If you’re wondering what the foods rich in Vitamin D are, they would include such as fatty fish like tuna, sardines, mackerel and herring. But it’s also much more flexible because it is also added to such things as dairy products, juices, and cereals.
Have you ever seen the phrase “ Fortified with Vitamin D” advertised on television?
We get the majority of our this vitamin through direct exposure to sunlight. But, it can also be manufactured in a lab in the form of a medicine.
What is Vitamin D and How does it work?
This vitamin is required for the regulation of the minerals calcium and phosphorus found in the body. It also plays an important role in maintaining proper bone structure.
The sun is a great source of it also.
Sun exposure is an easy, reliable way for most people to get vitamin D. We do, however, need to control how much it we take in. Exposure of the hands, face, arms, and legs to sunlight two to three times a week for about one-fourth of the time it would take to develop a mild sunburn will cause the skin to produce enough vitamin D. The necessary exposure time varies with age, skin type, season, time of day, etc.
Vitamin D Benefits
Vitamin D is used for preventing and treating rickets, a disease that is caused by not having enough the vitamin (vitamin D deficiency). Vitamin D is also used for treating weak bones (osteoporosis), bone pain (osteomalacia), bone loss in people with a condition called hyperparathyroidism, and an inherited disease (osteogenesis imperfecta) in which the bones are especially brittle and easily broken. It is also used for preventing falls and fractures in people at risk for osteoporosis, and preventing low calcium and bone loss (renal osteodystrophy) in people with kidney failure.
Other Vitamin D Benefits
Vitamin D is used for conditions of the heart and blood vessels, including high blood pressure and high cholesterol. It is also used for diabetes, obesity, muscle weakness, multiple sclerosis, rheumatoid arthritis, chronic obstructive pulmonary disease (COPD), asthma, bronchitis, premenstrual syndrome (PMS), and tooth and gum disease.
Some people use vitamin D for skin conditions including vitiligo, scleroderma, psoriasis, actinic keratosis, and lupus vulgaris.
It is also used for boosting the immune system, preventing autoimmune diseases, and preventing cancer.
Because vitamin D is involved in regulating the levels of minerals such as phosphorous and calcium, it is used for conditions caused by low levels of phosphorous (familial hypophosphatemia and Fanconi syndrome) and low levels of calcium (hypoparathyroidism and pseudohypoparathyroidism).
Vitamin D and Skin Care
Vitamin D in forms known as calcitriol or calcipotriene is applied directly to the skin for a particular type of psoriasis.
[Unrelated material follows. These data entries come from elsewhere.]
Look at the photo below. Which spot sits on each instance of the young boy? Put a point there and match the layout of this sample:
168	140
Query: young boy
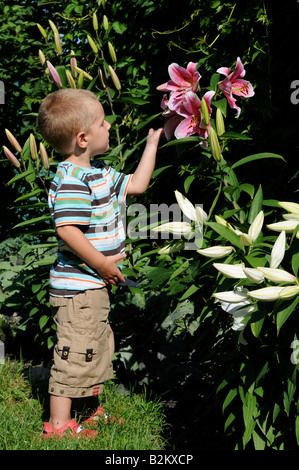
84	202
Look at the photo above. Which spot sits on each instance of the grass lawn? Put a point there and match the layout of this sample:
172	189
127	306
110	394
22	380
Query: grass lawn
22	414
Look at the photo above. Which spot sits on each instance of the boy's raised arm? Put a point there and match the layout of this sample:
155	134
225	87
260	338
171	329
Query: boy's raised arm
143	173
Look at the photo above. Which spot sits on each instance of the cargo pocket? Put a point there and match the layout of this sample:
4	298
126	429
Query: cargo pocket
81	362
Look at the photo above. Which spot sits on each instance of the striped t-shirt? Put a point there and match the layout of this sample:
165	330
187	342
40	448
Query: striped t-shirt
89	199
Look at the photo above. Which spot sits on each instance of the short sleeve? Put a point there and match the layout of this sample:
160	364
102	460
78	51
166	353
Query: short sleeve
121	183
73	203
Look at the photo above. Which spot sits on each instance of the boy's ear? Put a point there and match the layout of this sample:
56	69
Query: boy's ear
81	140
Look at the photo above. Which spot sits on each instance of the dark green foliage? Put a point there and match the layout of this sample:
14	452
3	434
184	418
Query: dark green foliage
224	389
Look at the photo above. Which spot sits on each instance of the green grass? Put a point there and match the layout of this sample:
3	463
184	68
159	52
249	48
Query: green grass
22	416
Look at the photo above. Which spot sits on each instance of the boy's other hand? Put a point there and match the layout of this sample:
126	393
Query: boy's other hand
154	137
109	271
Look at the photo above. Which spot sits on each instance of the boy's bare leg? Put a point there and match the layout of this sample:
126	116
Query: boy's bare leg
60	411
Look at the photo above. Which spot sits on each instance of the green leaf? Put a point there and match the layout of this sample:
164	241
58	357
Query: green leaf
235	135
131	99
226	233
190	291
257	156
284	314
256	205
20	176
42	321
229	398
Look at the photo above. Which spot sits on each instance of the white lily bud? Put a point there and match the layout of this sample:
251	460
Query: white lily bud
234	271
231	296
201	215
186	206
290	206
177	228
216	251
266	294
222	221
256	226
287	225
289	292
278	250
291	216
277	275
245	239
254	275
171	248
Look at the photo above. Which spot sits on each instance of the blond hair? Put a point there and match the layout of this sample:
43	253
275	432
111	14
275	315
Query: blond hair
63	114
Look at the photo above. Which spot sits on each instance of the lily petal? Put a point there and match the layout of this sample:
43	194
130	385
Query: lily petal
177	228
277	275
185	205
254	275
256	226
278	250
234	271
231	296
287	225
54	74
267	294
289	292
216	251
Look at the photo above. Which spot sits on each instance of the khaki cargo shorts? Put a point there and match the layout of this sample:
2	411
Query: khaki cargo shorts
85	344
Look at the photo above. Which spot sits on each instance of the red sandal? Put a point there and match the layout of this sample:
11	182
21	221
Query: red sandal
94	418
72	428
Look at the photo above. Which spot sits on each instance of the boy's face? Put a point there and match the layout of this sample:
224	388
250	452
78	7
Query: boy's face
98	135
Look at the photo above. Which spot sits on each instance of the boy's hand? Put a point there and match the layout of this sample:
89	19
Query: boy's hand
153	136
109	271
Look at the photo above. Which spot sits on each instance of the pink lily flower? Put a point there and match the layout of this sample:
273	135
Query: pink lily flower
234	84
54	74
182	81
174	118
193	123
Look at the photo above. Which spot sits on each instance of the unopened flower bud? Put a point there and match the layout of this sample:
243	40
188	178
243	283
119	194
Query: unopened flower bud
13	141
289	292
70	79
85	74
112	52
42	30
219	122
73	62
55	74
53	27
57	42
11	157
216	251
214	144
32	146
42	57
101	78
115	78
93	45
80	79
95	21
44	156
205	112
105	23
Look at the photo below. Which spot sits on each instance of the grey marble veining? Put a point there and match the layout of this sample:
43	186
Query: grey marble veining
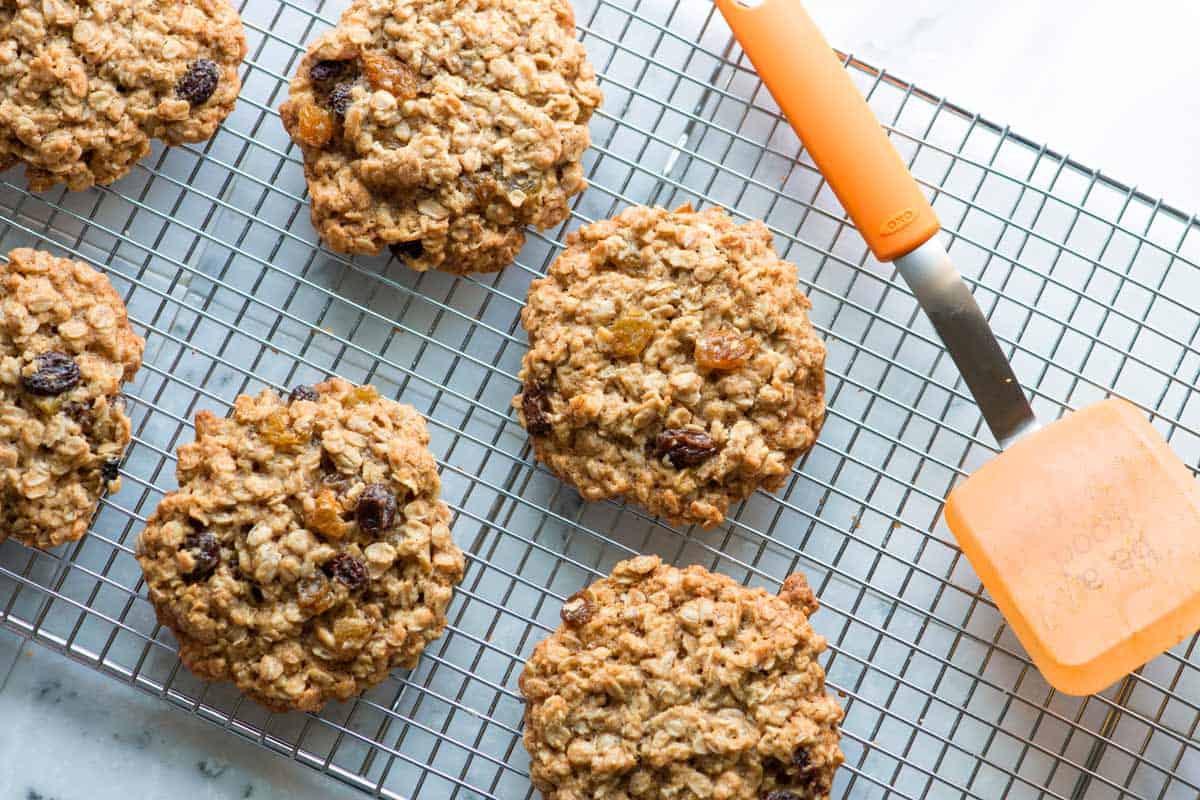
72	734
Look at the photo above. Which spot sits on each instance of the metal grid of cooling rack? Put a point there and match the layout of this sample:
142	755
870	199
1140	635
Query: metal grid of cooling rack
1085	280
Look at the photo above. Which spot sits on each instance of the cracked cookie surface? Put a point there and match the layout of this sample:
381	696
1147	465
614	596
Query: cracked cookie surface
306	551
665	683
85	85
672	362
65	349
443	127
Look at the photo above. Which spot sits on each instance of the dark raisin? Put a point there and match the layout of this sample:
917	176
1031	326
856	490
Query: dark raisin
205	551
377	509
577	609
348	570
328	70
315	595
535	409
340	98
684	447
111	469
57	373
304	392
199	82
407	250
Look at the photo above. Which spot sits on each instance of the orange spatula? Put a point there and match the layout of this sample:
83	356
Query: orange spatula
1086	533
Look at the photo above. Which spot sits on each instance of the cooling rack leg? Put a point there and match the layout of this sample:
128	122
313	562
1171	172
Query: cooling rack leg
1097	752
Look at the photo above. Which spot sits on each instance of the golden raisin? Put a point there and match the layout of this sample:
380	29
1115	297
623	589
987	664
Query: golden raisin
387	72
316	126
724	349
630	336
277	431
360	395
325	517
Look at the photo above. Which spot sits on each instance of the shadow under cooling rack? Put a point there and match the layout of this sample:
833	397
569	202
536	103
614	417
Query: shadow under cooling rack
1089	284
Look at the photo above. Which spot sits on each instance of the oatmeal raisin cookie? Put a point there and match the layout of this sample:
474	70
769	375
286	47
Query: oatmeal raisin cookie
671	361
65	349
443	127
85	85
683	685
306	551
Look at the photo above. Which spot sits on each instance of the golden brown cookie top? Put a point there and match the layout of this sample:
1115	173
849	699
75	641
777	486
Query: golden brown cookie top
667	683
85	85
66	347
306	551
443	127
671	361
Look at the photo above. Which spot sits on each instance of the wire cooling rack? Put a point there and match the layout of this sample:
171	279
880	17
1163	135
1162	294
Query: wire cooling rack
1090	286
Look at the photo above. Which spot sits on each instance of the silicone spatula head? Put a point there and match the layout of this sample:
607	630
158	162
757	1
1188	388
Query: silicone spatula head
1087	531
1087	536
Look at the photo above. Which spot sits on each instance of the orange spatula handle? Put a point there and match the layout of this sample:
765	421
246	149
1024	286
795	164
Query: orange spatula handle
835	125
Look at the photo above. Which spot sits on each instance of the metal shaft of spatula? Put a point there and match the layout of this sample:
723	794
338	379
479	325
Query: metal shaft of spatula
880	194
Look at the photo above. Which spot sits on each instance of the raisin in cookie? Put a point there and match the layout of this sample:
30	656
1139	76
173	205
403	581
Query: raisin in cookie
306	551
65	349
664	683
443	127
671	361
85	85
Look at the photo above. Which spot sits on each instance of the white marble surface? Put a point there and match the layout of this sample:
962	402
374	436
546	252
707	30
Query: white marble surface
71	734
1108	84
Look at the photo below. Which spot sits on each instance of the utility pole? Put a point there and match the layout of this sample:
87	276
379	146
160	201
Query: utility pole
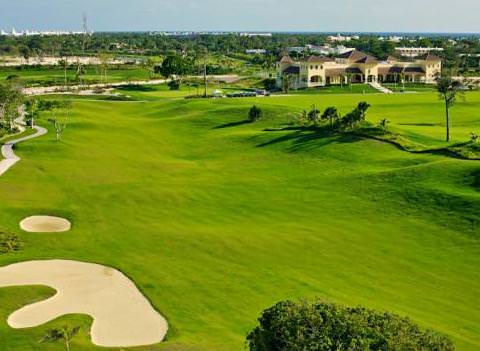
205	80
85	32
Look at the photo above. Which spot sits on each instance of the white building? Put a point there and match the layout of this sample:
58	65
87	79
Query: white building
415	51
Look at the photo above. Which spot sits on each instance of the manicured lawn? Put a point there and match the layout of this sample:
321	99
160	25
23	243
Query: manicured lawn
216	219
55	76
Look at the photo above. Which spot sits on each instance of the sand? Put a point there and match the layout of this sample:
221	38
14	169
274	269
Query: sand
45	224
123	317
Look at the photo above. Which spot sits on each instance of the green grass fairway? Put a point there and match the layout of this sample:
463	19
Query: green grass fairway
216	219
56	76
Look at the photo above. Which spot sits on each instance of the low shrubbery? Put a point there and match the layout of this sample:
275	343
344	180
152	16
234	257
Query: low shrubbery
9	243
255	114
332	119
320	326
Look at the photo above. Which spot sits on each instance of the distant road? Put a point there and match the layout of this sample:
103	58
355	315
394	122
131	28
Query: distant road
75	88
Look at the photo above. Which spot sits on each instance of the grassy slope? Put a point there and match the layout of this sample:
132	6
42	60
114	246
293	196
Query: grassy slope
216	220
54	75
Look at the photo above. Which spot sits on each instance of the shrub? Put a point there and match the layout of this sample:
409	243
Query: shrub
290	326
255	113
9	243
270	84
474	137
174	84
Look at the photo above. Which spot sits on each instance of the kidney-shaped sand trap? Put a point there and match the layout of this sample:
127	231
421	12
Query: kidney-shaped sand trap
45	224
123	317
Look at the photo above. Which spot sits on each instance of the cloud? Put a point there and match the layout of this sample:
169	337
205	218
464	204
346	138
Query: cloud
283	15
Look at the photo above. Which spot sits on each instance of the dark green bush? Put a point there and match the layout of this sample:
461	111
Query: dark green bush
320	326
9	243
255	114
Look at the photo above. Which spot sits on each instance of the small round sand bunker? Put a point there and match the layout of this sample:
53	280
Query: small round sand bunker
45	224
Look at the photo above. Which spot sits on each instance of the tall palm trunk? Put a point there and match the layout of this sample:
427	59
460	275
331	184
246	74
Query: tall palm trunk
447	116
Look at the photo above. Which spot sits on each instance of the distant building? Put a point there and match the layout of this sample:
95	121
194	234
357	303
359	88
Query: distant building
29	33
415	51
356	67
342	38
256	51
254	34
321	50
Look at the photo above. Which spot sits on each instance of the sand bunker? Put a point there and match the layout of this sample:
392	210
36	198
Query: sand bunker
45	224
123	317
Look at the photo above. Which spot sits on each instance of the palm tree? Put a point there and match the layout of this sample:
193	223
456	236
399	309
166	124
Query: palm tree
287	83
330	113
64	334
448	89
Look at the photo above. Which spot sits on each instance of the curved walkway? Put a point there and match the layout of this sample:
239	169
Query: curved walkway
7	152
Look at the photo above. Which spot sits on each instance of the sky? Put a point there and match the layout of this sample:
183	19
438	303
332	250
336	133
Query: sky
244	15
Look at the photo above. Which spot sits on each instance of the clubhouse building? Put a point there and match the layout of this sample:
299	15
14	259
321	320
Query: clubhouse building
356	67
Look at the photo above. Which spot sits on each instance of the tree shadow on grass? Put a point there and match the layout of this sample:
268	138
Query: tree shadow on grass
233	124
308	138
136	87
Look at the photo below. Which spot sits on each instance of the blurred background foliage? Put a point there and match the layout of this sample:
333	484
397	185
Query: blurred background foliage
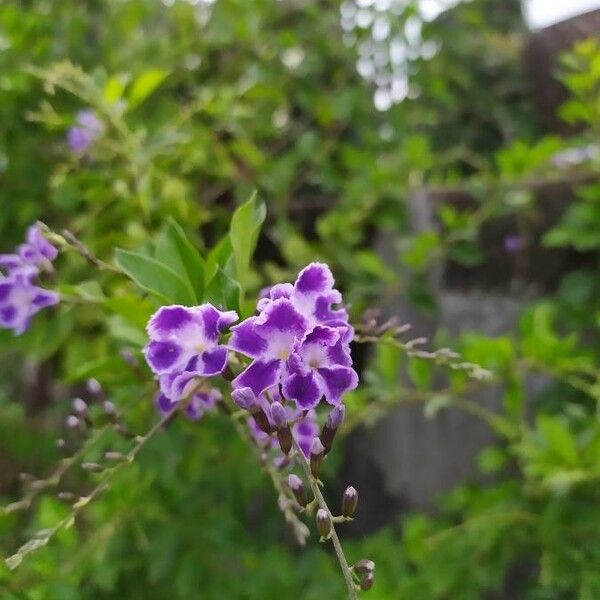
201	103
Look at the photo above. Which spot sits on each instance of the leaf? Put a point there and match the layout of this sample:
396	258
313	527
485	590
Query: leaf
223	291
144	84
174	249
152	275
243	233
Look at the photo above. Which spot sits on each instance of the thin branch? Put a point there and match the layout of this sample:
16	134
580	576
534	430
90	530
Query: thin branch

Symptoms of Vitamin D Deficiency
What causes Vitamin D deficiency?
This vitamin deficiency (low vitamin d) is also known as hypovitaminosis D. This can be a result of inadequate or limited exposure to sunlight, improper diet, or problems related to absorption of it. Certain diseases can impair vitamin D conversion into its active form. Some of these conditions include kidney disease, liver disease, or some hereditary diseases. Vitamin D deficiency usually results in bad mineralization of bones, leading to bone softening, osteomalacia, rickets and osteoporosis. Rickets develops in children, whereas osteomalacia affects adults.
The low vitamin d symptoms include:
- Bone fractures
- Bone pain
- Chronic fatigue
- Muscle cramps
- Muscle weakness
- Rickets in children
So how much vitamin d is required and how fast can it be replenished?
It’s amazing how quickly adequate levels can be restored by sunlight. Just six days of casual sunlight exposure without sunscreen can make up for 49 days of no sunlight exposure. Body fat acts like a kind of storage battery for it. During periods of sunlight, vitamin D is stored in fatty fat and then released when sunlight is gone.
Older people are also at risk for vitamin D deficiency. They are less likely to spend time in the sun, have fewer “receptors” in their skin that convert sunlight to it. They may not get enough of this vitamin in their diet, and may have trouble absorbing it even if they do get it in their diet. They also may have more trouble converting dietary vitamin D to a useful form due to aging kidneys. In fact, the risk for vitamin D deficiency in people over 65 years of age is very high.